Consider the structure of the amino acid isoleucine. a. How many chiral centers does isoleucine have? b. How many optical isomers does isoleucine have? c. Draw perspective formulas for all the optical isomers of isoleucine.

Investigators purify a protein produced by yeast grown under standard growth conditions. They incubate the protein with trypsin and sequence the peptides produced using mass spectrometry. One of the detected peptides, called peptide X, has the sequence Ala-Ser-Ala-Gly-Lys-Glu-Leu-Ile-Phe- Gln. The investigators then isolate the same protein, but this time from yeast grown under the stress of ultraviolet irradiation. When the sample is analyzed, a peptide with the mass of peptide \(X\) is no longer found. Instead, detection reveals a new peptide with the same sequence, except for an amino acid that replaces Ser and has a molecular mass of 167 Da. The investigators conclude that the protein has been altered in response to stress, and that the serine residue in the analyzed peptide has been modified. An unmodified series residue has a molecular mass of \(87 \mathrm{Da}\). What modification might account for the change in the peptide's mass?

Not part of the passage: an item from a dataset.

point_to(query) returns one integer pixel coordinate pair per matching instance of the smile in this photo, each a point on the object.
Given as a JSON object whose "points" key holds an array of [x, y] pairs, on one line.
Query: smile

One method for separating polypeptides makes use of their different solubilities. The solubility of large polypeptides in water depends on the relative polarity of their R groups, particularly on the number of ionized groups: the more ionized groups there are, the more soluble the polypeptides are. Which of each pair of polypeptides is more soluble at the indicated \(\mathrm{pH}\) ? a. (Gly) \(_{20}\) or (Glu) \(_{20}\) at pH \(7.0\) b. (Lys- Val) 3 or (Phe-Cys) \(_{3}\) at pH \(7.0\) c. (Ala-Ser-Gly) \(_{5}\) or (Asn-Ser-His) \(_{5}\) at \(\mathrm{pH} 6.0\) d. \((\mathrm{Ala}-\mathrm{Asp}-\mathrm{Phe})_{5}\) or \((\mathrm{Asn}-\mathrm{Ser}-\mathrm{His})_{5}\) at \(\mathrm{pH} 3.0\)

A protein has a molecular mass of \(400 \mathrm{kDa}\) when measured by size- exclusion chromatography. When subjected to gel electrophoresis in the presence of sodium dodecyl sulfate (SDS), the protein gives three bands with molecular masses of 180,160 , and 60 \(\mathrm{kDa}\). When electrophoresis is carried out in the presence of SDS and dithiothreitol, three bands again form, this time with molecular masses of 160, 90, and \(60 \mathrm{kDa}\). How many subunits does the protein have, and what is the molecular mass of each?